Friday, October 3, 2008

TV's 'Mr. Clean' dies at 92

LOS ANGELES, California (AP) -- House Peters Jr., a TV actor who became the original Mr. Clean in Procter & Gamble's commercials for household cleaners, died Wednesday. He was 92.

House Peters Jr. (left) poses with his father during the making of a Western in the early '50s.

House Peters Jr. (left) poses with his father during the making of a Western in the early '50s.

Peters died of pneumonia at the Motion Picture and Television Fund Hospital in Los Angeles, said his son, Jon Peters.

The elder Peters' most memorable role came as Mr. Clean -- a muscular man with a bald head, a hoop earring and a no-nonsense attitude toward dirt and grime. From the late 1950s and into the early 1960s, Peters Jr. helped advertise the famous household cleaner with the trademark jingle, "Mr. Clean, Mr. Clean."

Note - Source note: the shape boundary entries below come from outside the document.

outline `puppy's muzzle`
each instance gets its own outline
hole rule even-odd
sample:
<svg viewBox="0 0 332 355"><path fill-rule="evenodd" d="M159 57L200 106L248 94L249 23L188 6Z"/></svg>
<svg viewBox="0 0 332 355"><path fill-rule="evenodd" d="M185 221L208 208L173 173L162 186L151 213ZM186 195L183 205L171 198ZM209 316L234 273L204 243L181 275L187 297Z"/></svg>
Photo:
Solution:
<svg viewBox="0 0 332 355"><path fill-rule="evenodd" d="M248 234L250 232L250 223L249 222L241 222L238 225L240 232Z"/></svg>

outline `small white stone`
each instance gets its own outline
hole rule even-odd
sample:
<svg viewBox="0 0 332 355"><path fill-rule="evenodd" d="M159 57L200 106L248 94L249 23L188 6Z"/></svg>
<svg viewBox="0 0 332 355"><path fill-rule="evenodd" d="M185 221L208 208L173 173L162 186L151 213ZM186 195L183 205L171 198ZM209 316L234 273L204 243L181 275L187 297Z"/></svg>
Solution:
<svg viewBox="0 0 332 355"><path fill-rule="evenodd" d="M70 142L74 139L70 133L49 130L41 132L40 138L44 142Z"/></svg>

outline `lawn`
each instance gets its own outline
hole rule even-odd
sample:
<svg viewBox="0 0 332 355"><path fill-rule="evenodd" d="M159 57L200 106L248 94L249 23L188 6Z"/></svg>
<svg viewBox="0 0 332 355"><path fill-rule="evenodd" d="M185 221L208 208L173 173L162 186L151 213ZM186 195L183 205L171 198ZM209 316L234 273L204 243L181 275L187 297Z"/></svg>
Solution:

Peters Jr. played many supporting roles through his career, including working with Roy Rogers and Gene Autry on their television shows. He also appeared in "Perry Mason," "Gunsmoke," "The Twilight Zone" and "Lassie."

"He always played the heavy," Jon Peters said, referring to his father's customary roles as a villain or brawny character. "Even though he wasn't happy about being cast in those roles, he worked really hard at it."

His father's acting career spanned 1935-1967, according to his Web site. He also wrote an autobiography, "Another Side of Hollywood," in which he describes growing up the son of an actress and silent film actor in Beverly Hills. His father, Robert House Peters Sr., has a star on the Hollywood Walk of Fame.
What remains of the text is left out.